Our biggest challenge has been the stress to our family. Before Gabby s IS diagnosis, she was a perfectly healthy baby. We spent four days at the children s hospital that first week, and we learned that everything we took for granted could change.

Pamela, I am so honored that our story found its way to you. How I wish your daughter had the same opportunity to try the diet at the beginning (and as Beth said, maybe it’s still worth considering)! What is clear is that you are an amazing advocate for her and she is lucky to have you. Best wishes!

Thank you for your comments. We hope that your daughter is able to try ketogenic diet therapy. Its not too late.

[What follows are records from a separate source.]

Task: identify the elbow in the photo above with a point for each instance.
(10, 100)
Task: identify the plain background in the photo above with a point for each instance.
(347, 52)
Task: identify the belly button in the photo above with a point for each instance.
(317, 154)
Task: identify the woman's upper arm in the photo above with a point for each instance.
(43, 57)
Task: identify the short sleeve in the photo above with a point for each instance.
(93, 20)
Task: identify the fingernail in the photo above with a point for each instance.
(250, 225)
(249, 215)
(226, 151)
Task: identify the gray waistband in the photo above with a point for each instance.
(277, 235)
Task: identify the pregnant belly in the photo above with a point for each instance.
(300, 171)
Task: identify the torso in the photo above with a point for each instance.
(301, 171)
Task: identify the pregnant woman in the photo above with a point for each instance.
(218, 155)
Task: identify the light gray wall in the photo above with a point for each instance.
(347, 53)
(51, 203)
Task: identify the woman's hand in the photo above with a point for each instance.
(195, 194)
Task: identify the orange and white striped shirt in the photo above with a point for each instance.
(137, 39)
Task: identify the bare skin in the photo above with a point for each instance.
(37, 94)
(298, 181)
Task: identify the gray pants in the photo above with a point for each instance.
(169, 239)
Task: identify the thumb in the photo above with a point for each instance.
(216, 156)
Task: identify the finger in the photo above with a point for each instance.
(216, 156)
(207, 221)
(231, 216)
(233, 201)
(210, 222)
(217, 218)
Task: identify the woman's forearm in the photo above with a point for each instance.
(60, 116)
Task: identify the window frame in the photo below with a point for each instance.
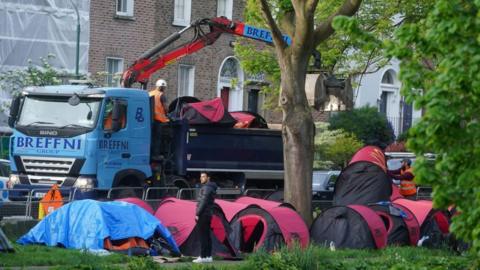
(129, 9)
(187, 8)
(191, 80)
(228, 9)
(113, 74)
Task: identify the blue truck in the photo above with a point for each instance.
(60, 137)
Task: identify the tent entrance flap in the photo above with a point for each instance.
(253, 232)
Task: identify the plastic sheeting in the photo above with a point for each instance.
(30, 29)
(85, 224)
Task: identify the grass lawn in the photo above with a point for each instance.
(310, 258)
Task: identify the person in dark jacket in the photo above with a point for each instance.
(203, 217)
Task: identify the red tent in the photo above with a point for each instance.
(364, 180)
(260, 223)
(207, 112)
(179, 217)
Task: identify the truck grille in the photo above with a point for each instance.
(47, 170)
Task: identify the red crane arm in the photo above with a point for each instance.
(148, 63)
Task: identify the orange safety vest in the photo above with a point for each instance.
(160, 114)
(50, 202)
(407, 187)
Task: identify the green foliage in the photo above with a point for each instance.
(368, 125)
(53, 256)
(334, 148)
(440, 73)
(374, 18)
(391, 258)
(13, 81)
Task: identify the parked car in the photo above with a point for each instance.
(394, 159)
(323, 183)
(4, 173)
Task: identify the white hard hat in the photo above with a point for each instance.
(160, 83)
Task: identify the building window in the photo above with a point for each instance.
(383, 103)
(114, 69)
(182, 12)
(186, 77)
(125, 8)
(224, 8)
(388, 78)
(253, 100)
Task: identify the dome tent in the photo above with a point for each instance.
(179, 217)
(258, 223)
(89, 224)
(364, 180)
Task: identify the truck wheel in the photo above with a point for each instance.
(180, 183)
(127, 188)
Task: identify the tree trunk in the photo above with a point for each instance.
(298, 137)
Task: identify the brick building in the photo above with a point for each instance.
(121, 30)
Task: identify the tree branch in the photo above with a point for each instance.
(311, 7)
(287, 23)
(276, 33)
(325, 29)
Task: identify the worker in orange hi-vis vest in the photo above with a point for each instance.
(160, 101)
(50, 202)
(407, 185)
(160, 131)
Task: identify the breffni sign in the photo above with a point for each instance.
(262, 34)
(48, 143)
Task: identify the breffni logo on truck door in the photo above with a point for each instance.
(48, 143)
(49, 132)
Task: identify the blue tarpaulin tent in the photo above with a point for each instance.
(85, 224)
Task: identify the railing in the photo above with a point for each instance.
(28, 208)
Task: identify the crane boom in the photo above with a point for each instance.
(151, 61)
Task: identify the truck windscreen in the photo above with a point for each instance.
(57, 112)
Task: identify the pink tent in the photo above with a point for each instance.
(260, 223)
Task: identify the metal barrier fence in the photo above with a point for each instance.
(28, 208)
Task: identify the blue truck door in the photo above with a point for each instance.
(113, 147)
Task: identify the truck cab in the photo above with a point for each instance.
(79, 137)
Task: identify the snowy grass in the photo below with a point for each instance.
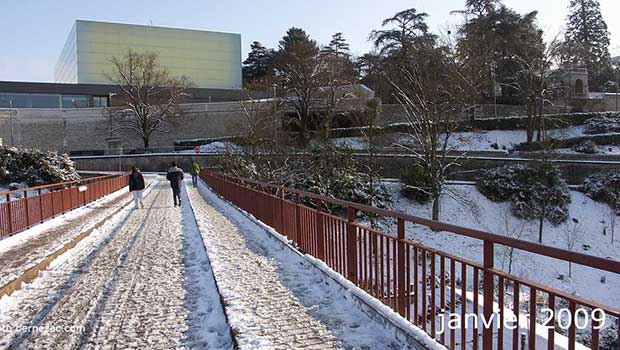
(481, 213)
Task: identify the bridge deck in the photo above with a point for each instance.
(144, 280)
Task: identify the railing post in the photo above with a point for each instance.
(40, 206)
(489, 286)
(351, 247)
(402, 287)
(297, 235)
(320, 233)
(281, 202)
(27, 208)
(9, 214)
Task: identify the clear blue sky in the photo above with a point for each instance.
(34, 32)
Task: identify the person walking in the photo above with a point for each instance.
(136, 186)
(175, 176)
(194, 171)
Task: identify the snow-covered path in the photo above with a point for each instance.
(24, 250)
(141, 281)
(274, 298)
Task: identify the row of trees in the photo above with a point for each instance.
(501, 40)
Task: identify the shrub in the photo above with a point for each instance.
(416, 184)
(533, 191)
(329, 171)
(333, 172)
(604, 187)
(587, 147)
(604, 123)
(33, 167)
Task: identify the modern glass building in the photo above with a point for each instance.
(209, 59)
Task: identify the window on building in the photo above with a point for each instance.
(15, 100)
(100, 101)
(578, 87)
(75, 101)
(45, 101)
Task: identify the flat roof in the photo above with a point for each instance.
(156, 26)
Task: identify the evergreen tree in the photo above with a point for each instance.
(301, 71)
(587, 41)
(495, 39)
(337, 59)
(338, 46)
(295, 41)
(410, 32)
(259, 64)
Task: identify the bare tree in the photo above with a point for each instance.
(613, 218)
(513, 229)
(433, 95)
(571, 239)
(537, 82)
(151, 95)
(369, 120)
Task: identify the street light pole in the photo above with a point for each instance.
(617, 85)
(11, 121)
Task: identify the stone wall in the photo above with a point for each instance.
(574, 171)
(89, 128)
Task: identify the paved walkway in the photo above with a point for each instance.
(141, 283)
(143, 280)
(15, 259)
(275, 299)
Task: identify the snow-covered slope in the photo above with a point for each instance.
(476, 211)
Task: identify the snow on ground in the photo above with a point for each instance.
(481, 213)
(274, 298)
(138, 281)
(217, 147)
(354, 143)
(17, 195)
(606, 149)
(20, 252)
(482, 140)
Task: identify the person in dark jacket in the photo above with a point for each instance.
(136, 186)
(195, 171)
(175, 176)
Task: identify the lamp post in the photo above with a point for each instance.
(617, 84)
(275, 108)
(11, 121)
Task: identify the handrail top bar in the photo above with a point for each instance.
(59, 184)
(570, 297)
(541, 249)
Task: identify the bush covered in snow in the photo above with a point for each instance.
(604, 187)
(333, 172)
(587, 147)
(534, 191)
(415, 184)
(329, 170)
(33, 167)
(604, 123)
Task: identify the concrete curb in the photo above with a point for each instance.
(32, 273)
(402, 329)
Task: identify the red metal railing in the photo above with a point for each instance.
(18, 214)
(424, 284)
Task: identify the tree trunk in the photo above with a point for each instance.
(530, 123)
(540, 223)
(436, 209)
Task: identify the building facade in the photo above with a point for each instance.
(210, 60)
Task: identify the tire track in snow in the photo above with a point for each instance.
(41, 304)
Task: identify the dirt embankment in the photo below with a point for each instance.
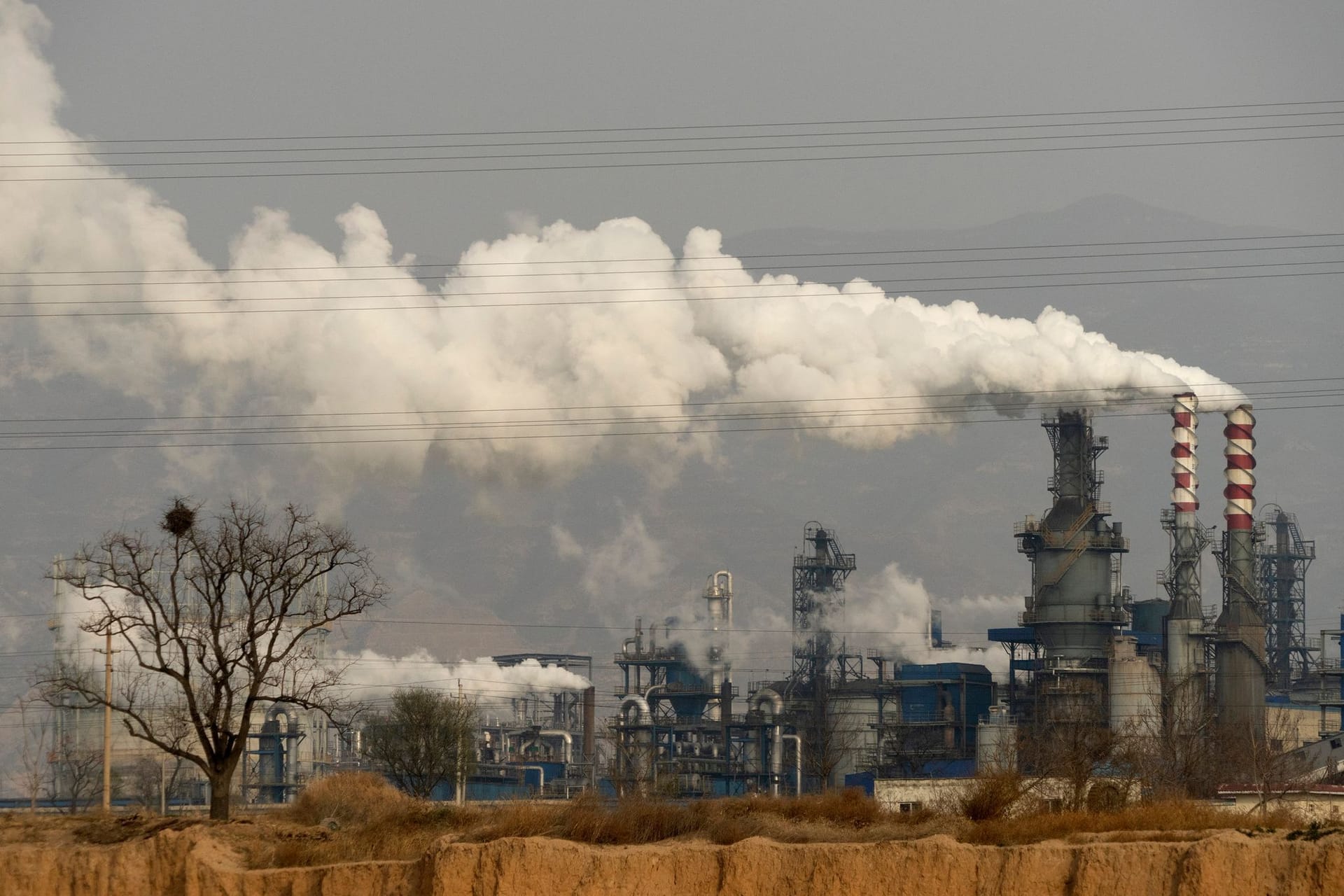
(195, 862)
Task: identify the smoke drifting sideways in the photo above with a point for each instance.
(371, 678)
(892, 613)
(554, 317)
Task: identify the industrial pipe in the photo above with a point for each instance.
(641, 704)
(540, 771)
(566, 736)
(764, 695)
(797, 762)
(1186, 685)
(1186, 481)
(1240, 685)
(1241, 463)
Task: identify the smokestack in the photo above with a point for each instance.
(1186, 671)
(1241, 460)
(589, 724)
(1186, 481)
(1240, 687)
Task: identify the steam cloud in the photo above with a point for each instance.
(372, 675)
(707, 343)
(894, 608)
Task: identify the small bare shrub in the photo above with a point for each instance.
(991, 797)
(351, 798)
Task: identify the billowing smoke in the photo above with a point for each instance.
(892, 610)
(371, 676)
(593, 331)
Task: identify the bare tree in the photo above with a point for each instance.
(425, 739)
(35, 751)
(1070, 751)
(213, 621)
(76, 774)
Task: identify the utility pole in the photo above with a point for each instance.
(458, 783)
(106, 729)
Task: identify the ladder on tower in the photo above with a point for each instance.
(1079, 545)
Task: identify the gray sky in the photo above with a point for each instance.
(941, 505)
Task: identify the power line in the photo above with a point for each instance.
(640, 288)
(685, 258)
(514, 437)
(664, 164)
(671, 150)
(1139, 390)
(832, 293)
(696, 127)
(1000, 407)
(682, 139)
(706, 270)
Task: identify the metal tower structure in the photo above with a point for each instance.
(1240, 644)
(1284, 558)
(1187, 668)
(819, 577)
(1077, 601)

I feel so many emotions reading your story. My 43 year old daughter was diagnosed with infantile spasms at 3 months almost coinciding with cessation of breast feeding when I had to return to work.
What followed mirrored your experience up to the point when the ketogenic diet was introduced. It was completely off the agenda in 1975; despite my efforts in exploring it with the neurologist it after discovering it in a medical book I was dismissed, as was the diet. I was 21 and up against an intransigent medical profession. My beautiful daughter remains on a multiple medication regime and suffers all the side affects that accompany such treatments. She has a learning disability requires 24 hour support but has achieved so much in spite of it all. What more might she have done if only I’d been given the same option as is considered now.
I am delighted that your daughter has benefited from the ketogenic diet and applaud the Charlie Foundation and Jim Abrahams for putting it back in the forefront of therapeutic treatments.